Collectively, data from current clinical trials are insufficient to draw general statements about cytokine therapeutic manipulation in chronic autoimmune inflammatory disease in humans. However, several observations seem appropriate. TNF-α is clearly an important mediator in injurious inflammation in several autoimmune and autoinflammatory diseases. However, there is also evidence to suggest that in other diseases, it is either redundant or potentially immunomodulatory (MS and ANCA vasculitis). IL-1β is also strongly linked to most autoinflammatory diseases and gout. Clinical trials with IL-6 are more limited, it is present together with TNF-α (in RA) and both TNF-α and IL-1β in autoinflammatory diseases. The fact that individual immunoneutralization of IL-6 is beneficial in these diseases suggests independent requirement for the expression of this cytokine. The effectiveness of IL-17 and IL-23 immunoneutralization to attenuate psoriasis and psoriatic arthritis supports the case for these diseases being Th17 mediated. However, TNF-α is also required for the generation of inflammation in this disease because TNF-α neutralization is also beneficial. Although experimental animal models have provided evidence that the CD4+ Th17 subset directs inflammatory injury in RA and IBD, the clinical data available do not support this role in human RA and IBD. However, preliminary data in MS, targeting IL-17, shows evidence of benefit. Although much more data are necessary before firm conclusions can be drawn, these observations on the therapeutic benefit on inhibiting single cytokines suggest that different combinations of cytokine may direct specific patterns of disease (Table 3).

Table 3.

Clinical efficacy of biological inhibitors of cytokines

Cytokine Inhibition	Biologic	Effectiveness Proven	Ineffective
IL-1	Anakinra	Juvenile arthritis and cryopyrin-associated periodic syndromes	RA
	Canakinumab
	Rilonacept
IL-6	Tocilizumab	RA and juvenile arthritis	—
TNF-α	Adalimumab	RA, juvenile arthritis, ankylosing spondylitis, IBD, and psoriasis	Multiple sclerosis and ANCA vasculitis
	Certolizumab
	Etanercept
	Golimumab
	Infliximab
IL-12/IL-23	Ustekinumab	Ankylosing spondylitis, IBD, and psoriasis	—
	Briakinumab
IL-17	Secukinumab	Ankylosing spondylitis and psoriasis	RA and IBD

RA, rheumatoid arthritis; IBD, inflammatory bowel disease.

Therapeutic Cytokine Targeting in Renal Diseases

There are three renal diseases where there is good evidence that immune cytokines play significant roles in disease pathogenesis and where their therapeutic manipulation could potentially be efficacious. These diseases are AKI, lupus nephritis, and proliferative/crescentic GN.

Innate Immunity: AKI

AKI is the most common hospital-based kidney disease (37). Much of our understanding of the mechanisms of injury in AKI come from two experimental models: ischemia reperfusion injury (IRI) and cisplatin-induced AKI. These models highlight the roles of cytokines and leukocytes in mediating injury. This is sterile inflammation. The initiating trigger is followed by tissue stress and necrosis, initiating the production of pathogen-associated molecular pattern molecules (including hypoxia-inducible factor and high-mobility group box 1), inducing the upregulation of leukocyte adhesion molecules, chemokines, and TLR signaling (39). Leukocyte infiltration is rapid and significant, involving neutrophils, monocyte, macrophages, and a variety of T cells (including CD4+ Th1 cells, natural killer cells, NKT cells, γδ T cells, and DCs) (40).

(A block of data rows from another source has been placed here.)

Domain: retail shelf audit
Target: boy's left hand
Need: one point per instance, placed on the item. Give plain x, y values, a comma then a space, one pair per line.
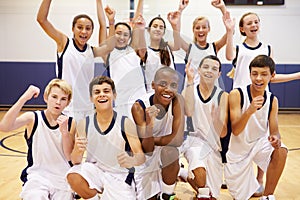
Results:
125, 160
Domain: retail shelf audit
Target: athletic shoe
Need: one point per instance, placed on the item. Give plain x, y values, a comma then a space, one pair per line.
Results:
259, 192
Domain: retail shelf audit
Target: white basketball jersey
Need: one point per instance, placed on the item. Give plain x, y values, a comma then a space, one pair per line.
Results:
202, 119
124, 68
257, 127
77, 68
47, 156
195, 54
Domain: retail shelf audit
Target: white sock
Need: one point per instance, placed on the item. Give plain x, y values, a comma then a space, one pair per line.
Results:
183, 173
168, 189
203, 192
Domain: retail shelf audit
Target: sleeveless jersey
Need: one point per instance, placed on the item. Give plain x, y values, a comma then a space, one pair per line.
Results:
124, 68
195, 54
256, 128
245, 55
104, 147
162, 126
202, 119
77, 68
153, 63
45, 153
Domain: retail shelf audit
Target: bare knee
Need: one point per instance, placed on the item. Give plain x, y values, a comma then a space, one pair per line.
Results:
170, 156
80, 186
200, 177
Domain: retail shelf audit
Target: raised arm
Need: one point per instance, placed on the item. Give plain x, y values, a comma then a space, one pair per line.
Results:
80, 143
238, 119
188, 92
42, 18
11, 120
138, 156
101, 21
220, 115
174, 19
221, 6
176, 136
109, 43
67, 136
275, 137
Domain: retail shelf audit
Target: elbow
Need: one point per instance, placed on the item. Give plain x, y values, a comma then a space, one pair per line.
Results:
177, 142
40, 20
235, 132
229, 57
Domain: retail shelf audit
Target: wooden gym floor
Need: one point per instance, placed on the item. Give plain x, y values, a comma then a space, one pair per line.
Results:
13, 160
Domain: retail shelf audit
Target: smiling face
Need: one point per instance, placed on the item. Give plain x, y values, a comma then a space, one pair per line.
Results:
260, 78
249, 25
122, 35
102, 96
201, 29
209, 71
157, 29
82, 30
165, 85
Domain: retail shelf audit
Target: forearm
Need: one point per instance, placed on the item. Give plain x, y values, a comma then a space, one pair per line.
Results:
76, 156
239, 125
189, 100
68, 145
168, 140
279, 78
7, 122
139, 158
177, 38
43, 11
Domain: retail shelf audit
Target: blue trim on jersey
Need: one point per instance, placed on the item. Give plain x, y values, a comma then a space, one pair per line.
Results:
78, 49
111, 125
210, 96
47, 122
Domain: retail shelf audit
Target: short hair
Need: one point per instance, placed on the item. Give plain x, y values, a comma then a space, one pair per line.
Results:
82, 16
165, 69
263, 61
99, 80
157, 18
241, 23
212, 57
62, 84
200, 18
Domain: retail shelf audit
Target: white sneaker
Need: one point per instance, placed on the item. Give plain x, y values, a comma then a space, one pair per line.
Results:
203, 193
271, 197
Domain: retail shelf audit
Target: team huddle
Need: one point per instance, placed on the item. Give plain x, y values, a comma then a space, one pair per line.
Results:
121, 135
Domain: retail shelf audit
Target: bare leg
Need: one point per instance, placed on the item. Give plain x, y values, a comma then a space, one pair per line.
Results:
81, 186
170, 162
275, 169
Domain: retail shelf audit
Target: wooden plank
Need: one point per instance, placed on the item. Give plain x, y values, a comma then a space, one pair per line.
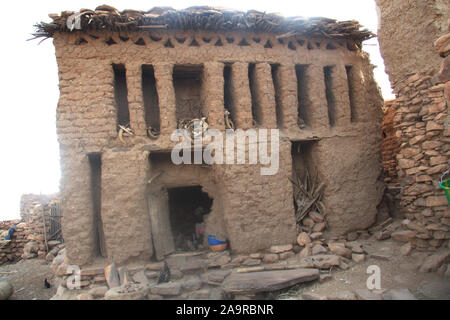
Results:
158, 206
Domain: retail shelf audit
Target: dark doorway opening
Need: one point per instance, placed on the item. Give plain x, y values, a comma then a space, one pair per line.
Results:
187, 208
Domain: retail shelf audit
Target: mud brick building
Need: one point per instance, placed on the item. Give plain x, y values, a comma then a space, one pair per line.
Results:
122, 197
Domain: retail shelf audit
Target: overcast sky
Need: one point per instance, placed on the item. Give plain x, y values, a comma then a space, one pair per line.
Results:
29, 161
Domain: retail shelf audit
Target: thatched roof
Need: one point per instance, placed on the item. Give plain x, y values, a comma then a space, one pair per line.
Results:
199, 18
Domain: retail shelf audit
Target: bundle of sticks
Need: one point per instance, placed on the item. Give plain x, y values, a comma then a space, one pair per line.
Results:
308, 193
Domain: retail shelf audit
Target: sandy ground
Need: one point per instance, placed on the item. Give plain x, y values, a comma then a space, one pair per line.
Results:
397, 271
27, 278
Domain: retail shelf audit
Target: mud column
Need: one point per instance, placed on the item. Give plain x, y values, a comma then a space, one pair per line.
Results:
135, 100
212, 94
78, 227
340, 91
287, 81
318, 100
124, 210
240, 89
265, 95
166, 96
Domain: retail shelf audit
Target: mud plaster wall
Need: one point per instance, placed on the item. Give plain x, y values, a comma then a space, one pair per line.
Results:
406, 32
257, 211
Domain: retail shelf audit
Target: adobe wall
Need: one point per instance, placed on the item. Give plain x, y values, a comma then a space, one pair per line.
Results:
256, 211
406, 33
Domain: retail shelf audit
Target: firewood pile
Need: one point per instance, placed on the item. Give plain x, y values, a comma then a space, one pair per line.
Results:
308, 193
200, 18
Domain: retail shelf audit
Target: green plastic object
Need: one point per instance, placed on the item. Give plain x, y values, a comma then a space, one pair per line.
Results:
445, 184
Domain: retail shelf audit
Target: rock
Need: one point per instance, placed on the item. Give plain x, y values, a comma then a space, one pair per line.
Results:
286, 255
257, 255
53, 243
433, 262
356, 247
383, 235
343, 295
202, 294
340, 249
403, 235
325, 261
316, 235
306, 251
6, 289
218, 276
318, 249
319, 227
312, 296
303, 239
266, 281
270, 258
365, 294
317, 217
84, 296
192, 284
124, 276
308, 222
442, 45
193, 267
398, 294
358, 257
141, 277
325, 277
157, 266
281, 248
405, 249
130, 291
219, 260
98, 292
31, 247
352, 236
112, 276
167, 289
251, 262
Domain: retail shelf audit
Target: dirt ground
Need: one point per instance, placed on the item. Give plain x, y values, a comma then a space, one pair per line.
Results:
27, 278
397, 271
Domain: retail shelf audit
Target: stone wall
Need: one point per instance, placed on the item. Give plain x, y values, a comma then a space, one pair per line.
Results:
417, 135
11, 251
253, 211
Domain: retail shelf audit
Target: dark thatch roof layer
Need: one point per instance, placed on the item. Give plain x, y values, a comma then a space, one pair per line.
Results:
200, 18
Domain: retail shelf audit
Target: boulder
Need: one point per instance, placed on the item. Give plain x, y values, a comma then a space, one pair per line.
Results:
303, 239
130, 291
6, 289
112, 276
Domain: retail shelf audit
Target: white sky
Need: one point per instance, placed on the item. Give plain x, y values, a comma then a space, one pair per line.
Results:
29, 161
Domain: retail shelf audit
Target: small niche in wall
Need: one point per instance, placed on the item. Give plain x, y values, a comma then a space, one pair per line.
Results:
121, 95
187, 81
256, 108
331, 101
95, 164
276, 85
351, 92
150, 97
304, 110
227, 93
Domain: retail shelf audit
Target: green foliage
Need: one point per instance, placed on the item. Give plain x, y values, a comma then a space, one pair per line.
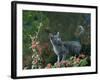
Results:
36, 44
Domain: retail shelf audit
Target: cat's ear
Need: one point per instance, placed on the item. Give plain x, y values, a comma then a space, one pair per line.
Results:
50, 35
57, 33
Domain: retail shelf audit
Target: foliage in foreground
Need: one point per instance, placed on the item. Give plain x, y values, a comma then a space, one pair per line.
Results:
37, 52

Macrophages, DCs, and MCs are potent producers of TNF-α, whereas MCs are the only leukocytes that store presynthesized TNF-α in granules. Blocking degranulation of MCs in cisplatin AKI with disodium cromoglycate prevented the increase of TNF-α in serum and protected from injury (41). Inhibition of TNF-α is also beneficial in endotoxin-, cisplatin-, and ischemia-induced AKI (42,43). IL-1 is responsible for enhancing neutrophil influx in IRI (44). NLRP3 inflammasome knockout (−/−) mice are protected against IRI but not in cisplatin-induced AKI (45). However, caspase-1−/− mice are protected from cisplatin-induced AKI (46), but IL-1β−/− mice are not (47). The role of IL-6 in AKI is complex. Evidence in ischemic AKI is consistent with an injurious role for an endogenous IL-6 (48). However in an HgCl₂ model, it was shown that while IL-6–mediated inflammatory responses contributed to injury, IL-6 trans-signaling induced protective responses (49).

Cytokine-based immunomodulation can potentially be used as preventative or therapeutic in AKI. The therapeutic potential of administering anti-inflammatory cytokine IL-10 has been demonstrated to be effective in both ischemic and cisplatin-induced AKI (50). More recently, it has been appreciated that Tregs can protect from cisplatin (51) and ischemic AKI (52). Adoptive transfer of Tregs before cisplatin and before ischemia protected from the development of AKI. The number of Tregs required for protection in mice suggests the procedure is feasible in humans. Additionally, transferring Tregs to mice 24 hours after ischemic AKI was beneficial in promoting repair (53).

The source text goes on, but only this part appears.